Tailings Dust Monitoring Investigation at Tennant Creek
Tennant Creek in Australia’s Northern Territory (NT) was once a major mining hub with a large amount of operational activity. Due to a large number of mines being abandoned in the Tennant Creek area, many of these ‘legacy mines’ have been subjected to the elements and show noticeable deterioration.
Legacy mines can also pose air quality problems, particularly from issues from multiple dust sources. In the case of Tennant Creek’s discontinued Peko Mine there has not been any complaints from residents however, the government have concerns that dust from tailings 8km east of own leftover from operational mining days may be a source of dust problems in the township.

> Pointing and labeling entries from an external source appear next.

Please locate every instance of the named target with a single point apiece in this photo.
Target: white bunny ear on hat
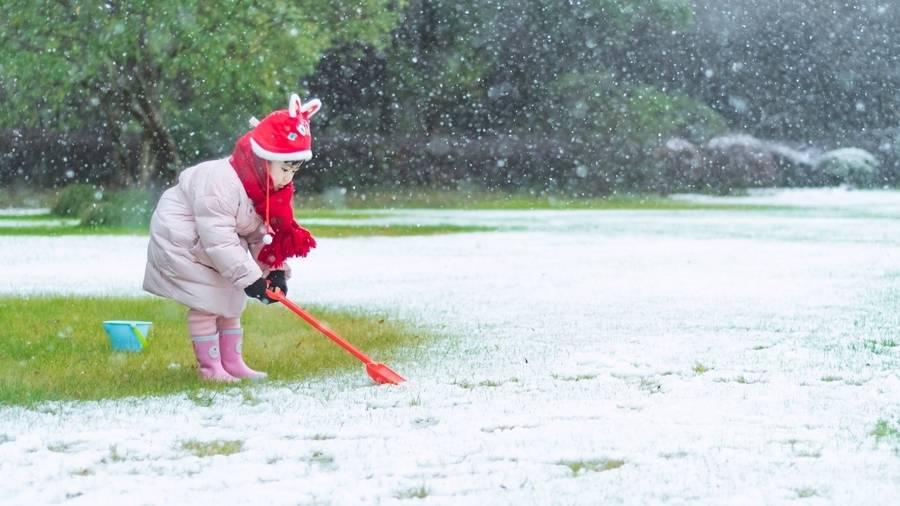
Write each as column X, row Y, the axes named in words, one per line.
column 294, row 105
column 311, row 107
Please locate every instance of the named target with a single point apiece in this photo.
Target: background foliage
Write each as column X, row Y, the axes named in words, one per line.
column 583, row 97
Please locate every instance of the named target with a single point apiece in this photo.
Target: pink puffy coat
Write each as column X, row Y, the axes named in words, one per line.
column 204, row 238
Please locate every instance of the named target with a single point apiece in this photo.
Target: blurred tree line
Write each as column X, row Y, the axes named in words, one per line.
column 586, row 97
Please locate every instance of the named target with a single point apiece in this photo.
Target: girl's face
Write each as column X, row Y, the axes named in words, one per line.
column 283, row 172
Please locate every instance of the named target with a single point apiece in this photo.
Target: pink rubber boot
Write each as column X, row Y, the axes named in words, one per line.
column 206, row 349
column 232, row 360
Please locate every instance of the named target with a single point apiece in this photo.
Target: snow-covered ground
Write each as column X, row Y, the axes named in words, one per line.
column 571, row 338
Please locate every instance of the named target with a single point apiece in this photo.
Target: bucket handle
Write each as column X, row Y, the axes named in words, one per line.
column 139, row 335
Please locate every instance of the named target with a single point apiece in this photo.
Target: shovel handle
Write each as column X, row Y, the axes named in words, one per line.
column 318, row 326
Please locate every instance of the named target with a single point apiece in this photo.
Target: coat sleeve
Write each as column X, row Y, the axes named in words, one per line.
column 215, row 210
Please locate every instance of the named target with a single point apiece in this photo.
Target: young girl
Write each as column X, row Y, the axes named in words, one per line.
column 224, row 231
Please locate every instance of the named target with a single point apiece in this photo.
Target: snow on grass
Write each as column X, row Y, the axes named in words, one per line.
column 569, row 372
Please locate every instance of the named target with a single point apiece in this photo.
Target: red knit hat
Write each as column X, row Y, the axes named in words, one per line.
column 285, row 135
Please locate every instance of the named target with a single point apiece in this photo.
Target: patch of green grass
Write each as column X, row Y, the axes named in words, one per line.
column 321, row 458
column 421, row 198
column 803, row 493
column 29, row 217
column 876, row 346
column 349, row 230
column 54, row 348
column 392, row 230
column 413, row 493
column 211, row 448
column 582, row 466
column 884, row 429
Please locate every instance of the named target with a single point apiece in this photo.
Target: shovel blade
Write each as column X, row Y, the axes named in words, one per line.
column 382, row 374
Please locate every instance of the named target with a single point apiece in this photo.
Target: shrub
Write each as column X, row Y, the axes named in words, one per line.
column 851, row 166
column 74, row 199
column 127, row 208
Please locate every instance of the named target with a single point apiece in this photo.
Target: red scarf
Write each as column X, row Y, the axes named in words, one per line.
column 289, row 238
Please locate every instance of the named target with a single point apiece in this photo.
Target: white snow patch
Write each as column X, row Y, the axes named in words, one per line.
column 572, row 340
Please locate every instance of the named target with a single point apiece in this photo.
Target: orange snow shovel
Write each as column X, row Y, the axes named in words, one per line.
column 380, row 373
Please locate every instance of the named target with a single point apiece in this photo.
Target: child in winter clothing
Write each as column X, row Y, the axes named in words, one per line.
column 223, row 234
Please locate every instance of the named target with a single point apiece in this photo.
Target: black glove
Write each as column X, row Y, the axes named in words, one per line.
column 277, row 280
column 258, row 291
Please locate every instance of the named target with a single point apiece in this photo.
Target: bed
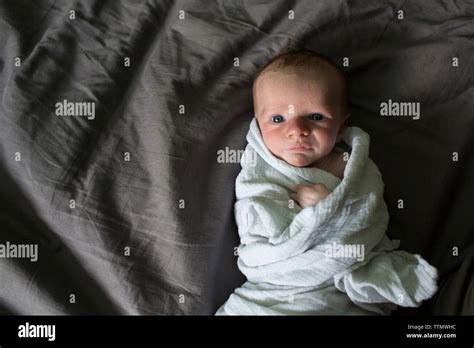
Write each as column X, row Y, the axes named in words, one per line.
column 113, row 112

As these tailings are uncovered and subject to strong winds during the dry season, they are a likely source. The prevailing wind direction is also pointing directly towards the township.
A government agency commissioned this monitoring study to assess if the dust plumes are reaching the town and if they are, what the potential health impacts are.
At the beginning of the project, Tennant Creek locals informed at our team that “Tennant Creek is a dusty place, but it used to be much worse”. A common local theory is that the source of the town’s dust comes from the naturally dry landscape that has a lack of ground cover.
Pacific Environment’s challenge is to determine whether the dust lifted off the Peko mine tailings dams or is a major contributor to the local environment or if it comes from other sources.
Pacific Environment has taken on this investigation and designed the monitoring network accordingly.
Strategically, a network of three monitoring stations were installed to measure the:
- Dust in town
- Downwind near the Peko tailings dams and at a background site
The instrument deployed are a combination of laboratory grade instrumentation, real-time continuous dust monitors, and traditional dust deposition gauges.